Peru'da yeni jeoglif keşiflerine bir yenisi eklendi. Yamagata Universitesi'nde yapılan açıklamaya göre; şimdiye kadar yaklaşık 80 jeoglifin varlığı bilinen Nazca Platosu civarında 143 jeoglif daha keşfedildi. Bir kısmının yapay zeka kullanılarak keşfedildiği belirtilen jeoglifler içinde sıradışı yaratık betimlemeleri dikkat çekti.
Yamagata Universitesinden yapılan açıklamaya göre; yeni bulunan jeogliflerin MÖ 100 ila MS 300 yılları arasında yapıldığı söyleniyor.
Boyları 5 metre ile 100 metre boyutlarına kadar değişen 143 yeni jeoglif; kedi gibi görünen hayvanlar, devasa iki başlı yılanlar, balıklar ve hatta dinozor gibi görünen yaratıklar gibi çeşitli hayvanlar ile kare başlı insansı bir yaratık içeriyor.
Jeogliflerden bazıları, yerinde bir araştırma ile desteklenen Yapay Zeka teknolojisi kullanılarak bulundu.
Arkeofili'nin Asahi news ve Sputnik news'ten derlediği bilgilere göre; Antropoloji profesörü Masato Sakai’nin liderlik ettiği araştırma ekibi, jeogliflerin platonun batı tarafında, kuzeyden güneye doğru yaklaşık 10 kilometre boyunca yoğunlaştığını söylüyor.
2010 yılında başlatılan saha incelemelerine ve hava resimlerine dayanan ekip, daha önce bilinenden çok daha fazla jeoglif bulunduğunu belirtiyor.

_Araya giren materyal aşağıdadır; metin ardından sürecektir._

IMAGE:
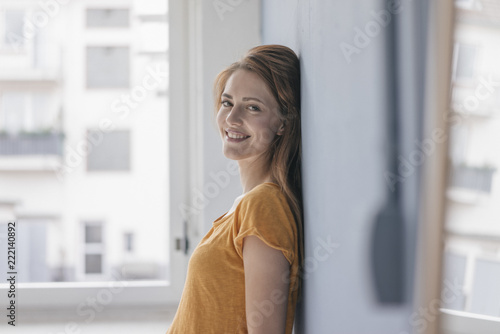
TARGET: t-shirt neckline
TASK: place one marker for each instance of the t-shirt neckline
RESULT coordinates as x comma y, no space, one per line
226,215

Araştırmacılar, bir sonraki adımın görüntülerin coğrafi bir dağılımını derlemek ve eski insanları bunları oluşturmaya iten şeyin bir analizi olacağını söylüyorlar.
Nazca Çizgileri
Nazca Platosu’nun esrarengiz çizgileri ve figürlerinden bahseden ilk kayıtlar, 16. yüzyılda, jeogliflerin bir çeşit yol göstergesi olarak hizmet edebileceğine inanan İspanyol işgalciler tarafından sağlandı. 20. yüzyılda, Dr. Toribio Mexta Xesspe gibi arkeologlar ve başka akademisyenler, jeoglifleri varlıklarını ortaya çıkarmak için basit hava araştırma teknolojisini kullandılar.
Bilim insanları, eski Nazca halklarının sınırlı teknolojik yetenekleri göz önüne alındığında, devasa jeoglifleri nasıl yarattıklarının yanı sıra, bu jeogliflerin kökenleri ve amaçlarıyla ilgili bir fikir birliğine varamadı.
Bazıları, jeogliflerin eski bir astronomi biçimi olabileceğini düşünürken, diğerleri tanrılara hediye olarak verilmiş olabileceğini veya güvenli bir uzun mesafe yolculuğu sağlayan iyi bir şans sembolü olduğunu varsayıyor.